Maule LucyLucy Maule is a Policy Researcher at the Centre for Social Justice.

Through its current investigation into slavery and human trafficking, the Centre for Social Justice keeps a keen eye on the daily headlines for any mention of the enslavement and exploitation of individuals. So when our email alerts were filled with references to slavery on last Tuesday morning, we thought we must have missed something big. How very wrong this was. The High Court ruling that rejected claims that two individuals – Cait Reilly and Jamieson Wilson – had been subjected to "modern slavery" and "forced labour" by being required to complete work experience in retail outlets as part of the Department for Work and Pensions (DWP) work placement programme is both refreshing in that it was rejected, and depressing that it reached the High Court in the first place.

The reality is that forced labour does indeed take place in Britain, but not as Cait and Jamieson understand it. The CSJ has travelled all over the country to meet individuals who have been trafficked into the most horrendous forms of abuse, exploitation and slavery in Britain and hear from those who are doing their best, with limited resources, to support and rehabilitate these true victims of the slave trade that still blights our society. These faceless, voiceless people are the real victims of slavery in Britain. The CSJ is committed to reviewing the response to this problem, and is investigating the role of the police, the Government, the public, and the voluntary and business sectors in tackling this current tragedy.

The DWP’s Work Programme encourages the jobless to take part in skill-building, aiming to prepare individuals to re-enter the world of work fully equipped to take on all that it entails. According to the DWP, this scheme has already increased the chances of finding paid work by 16 per cent. To imagine that this is forced labour or slavery is to grossly misrepresent the meaning of the phrases.

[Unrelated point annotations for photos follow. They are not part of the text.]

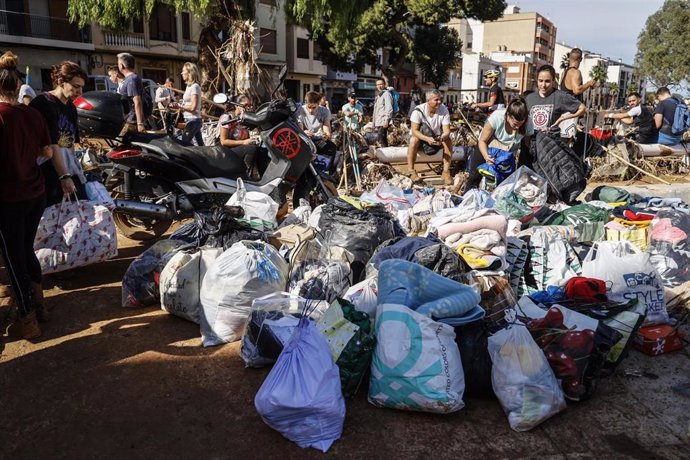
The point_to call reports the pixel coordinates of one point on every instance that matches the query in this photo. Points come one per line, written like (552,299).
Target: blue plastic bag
(301,397)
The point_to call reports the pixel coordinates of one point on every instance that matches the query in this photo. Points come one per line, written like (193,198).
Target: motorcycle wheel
(143,228)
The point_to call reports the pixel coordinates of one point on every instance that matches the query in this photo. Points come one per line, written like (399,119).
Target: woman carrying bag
(63,175)
(24,138)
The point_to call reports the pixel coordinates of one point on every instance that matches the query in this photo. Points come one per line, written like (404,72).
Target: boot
(42,314)
(25,327)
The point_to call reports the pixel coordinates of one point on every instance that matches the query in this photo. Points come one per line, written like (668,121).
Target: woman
(236,137)
(548,107)
(63,175)
(191,105)
(24,138)
(502,132)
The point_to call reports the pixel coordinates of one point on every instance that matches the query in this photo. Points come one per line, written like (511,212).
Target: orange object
(656,340)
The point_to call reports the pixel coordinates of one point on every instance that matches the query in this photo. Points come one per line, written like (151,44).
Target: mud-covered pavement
(108,382)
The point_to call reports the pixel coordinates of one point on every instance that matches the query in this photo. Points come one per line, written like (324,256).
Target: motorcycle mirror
(220,98)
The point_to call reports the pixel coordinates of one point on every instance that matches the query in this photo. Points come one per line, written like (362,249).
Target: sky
(609,27)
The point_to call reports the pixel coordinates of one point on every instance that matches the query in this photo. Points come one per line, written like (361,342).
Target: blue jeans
(192,129)
(667,139)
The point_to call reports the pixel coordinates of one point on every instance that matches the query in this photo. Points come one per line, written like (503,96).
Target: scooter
(164,181)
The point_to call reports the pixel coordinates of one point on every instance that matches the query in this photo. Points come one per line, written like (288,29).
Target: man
(496,99)
(571,82)
(383,111)
(664,113)
(434,115)
(352,111)
(116,77)
(132,87)
(164,96)
(640,116)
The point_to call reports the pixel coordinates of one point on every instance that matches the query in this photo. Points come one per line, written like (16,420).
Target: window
(186,26)
(163,24)
(303,48)
(269,44)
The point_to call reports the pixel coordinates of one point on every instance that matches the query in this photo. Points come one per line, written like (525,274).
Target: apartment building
(161,44)
(40,34)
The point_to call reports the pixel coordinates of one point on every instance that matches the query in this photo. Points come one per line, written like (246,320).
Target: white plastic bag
(97,193)
(301,397)
(270,325)
(180,282)
(364,296)
(629,275)
(259,209)
(416,363)
(522,378)
(246,271)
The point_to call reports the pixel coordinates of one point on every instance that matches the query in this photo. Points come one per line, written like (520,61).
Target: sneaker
(25,327)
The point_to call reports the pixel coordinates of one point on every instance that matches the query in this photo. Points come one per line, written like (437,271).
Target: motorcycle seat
(210,161)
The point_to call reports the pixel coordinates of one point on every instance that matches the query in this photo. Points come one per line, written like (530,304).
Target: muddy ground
(107,382)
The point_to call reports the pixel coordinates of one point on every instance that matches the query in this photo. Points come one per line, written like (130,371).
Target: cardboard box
(656,340)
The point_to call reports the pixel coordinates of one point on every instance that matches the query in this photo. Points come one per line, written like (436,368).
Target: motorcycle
(163,181)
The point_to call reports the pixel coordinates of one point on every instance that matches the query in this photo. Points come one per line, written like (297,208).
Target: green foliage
(437,49)
(350,31)
(117,14)
(662,46)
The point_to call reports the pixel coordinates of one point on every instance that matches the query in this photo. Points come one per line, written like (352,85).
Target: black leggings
(475,160)
(18,224)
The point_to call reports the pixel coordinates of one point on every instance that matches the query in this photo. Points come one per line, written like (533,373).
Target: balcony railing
(46,27)
(189,46)
(124,40)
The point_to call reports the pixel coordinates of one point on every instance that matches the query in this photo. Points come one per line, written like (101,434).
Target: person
(164,96)
(132,87)
(383,112)
(496,99)
(571,82)
(24,138)
(315,121)
(116,77)
(191,105)
(324,103)
(26,92)
(236,137)
(548,107)
(641,117)
(664,113)
(352,111)
(504,130)
(63,175)
(434,115)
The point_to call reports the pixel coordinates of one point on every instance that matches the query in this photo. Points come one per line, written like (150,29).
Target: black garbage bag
(473,342)
(140,284)
(358,231)
(217,227)
(355,358)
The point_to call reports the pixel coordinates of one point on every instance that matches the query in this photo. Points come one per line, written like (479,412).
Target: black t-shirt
(667,108)
(23,133)
(499,95)
(61,119)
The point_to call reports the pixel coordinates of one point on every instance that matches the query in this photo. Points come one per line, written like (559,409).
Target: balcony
(39,27)
(124,40)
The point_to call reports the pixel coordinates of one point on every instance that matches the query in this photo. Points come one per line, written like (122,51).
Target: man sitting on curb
(430,126)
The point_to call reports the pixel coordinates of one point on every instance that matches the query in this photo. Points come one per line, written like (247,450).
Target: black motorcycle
(163,181)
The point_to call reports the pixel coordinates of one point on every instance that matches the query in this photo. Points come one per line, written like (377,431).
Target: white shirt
(187,100)
(440,119)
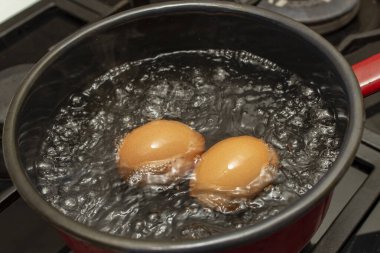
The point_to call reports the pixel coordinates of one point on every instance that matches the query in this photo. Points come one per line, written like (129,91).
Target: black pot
(151,30)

Let us be clear. Forced labour is not, as Reilly’s barrister described it, "unpaid, menial work". Forced labour is the woman from Nigeria forcibly moved to Britain, and trapped inside a large house in a leafy part of London. With her passport seized by her "employer" (for which read "master"), she is forced to work all hours of the day, sleep on the kitchen floor and eat only scraps of leftover food. Forced labour is the British man, homeless and vulnerable, who is approached at a soup kitchen and offered a job in construction, only to find himself trapped on a travellers’ site in rural England, threatened with violence if he tries to leave and made to work up to 19 hours a day with no pay and constant, crippling fear hanging over him. Slavery is the nine-year-old girl brought from Pakistan and forced to live in the cellar of a house in the North of England. Beaten, raped and forced into domestic service, this child had all liberty and choice removed from her.

Stacking shelves in a shop in order to access state-funded benefits is not slavery. A voluntary programme where workers benefit from experience is not forced labour. If Cait Reilly or Jamieson Wilson were to come face-to-face with someone who has been enslaved in Britain they would surely feel ashamed at attempting to put themselves in the same category. Let us not waste judges’ time with these ridiculous claims – let us bring genuine injustice before their eyes. It is all too easy for us to believe that slavery ended 200 years ago through the work of the abolitionist William Wilberforce, and to assume that the job is therefore done. This could not be further from the truth. While one person still suffers at the hands of those who seek to profit or gain from their vulnerability, there is still much more work to be done.

The CSJ will be setting out its plans in the coming months for the improvement of Britain’s response to slavery and human trafficking.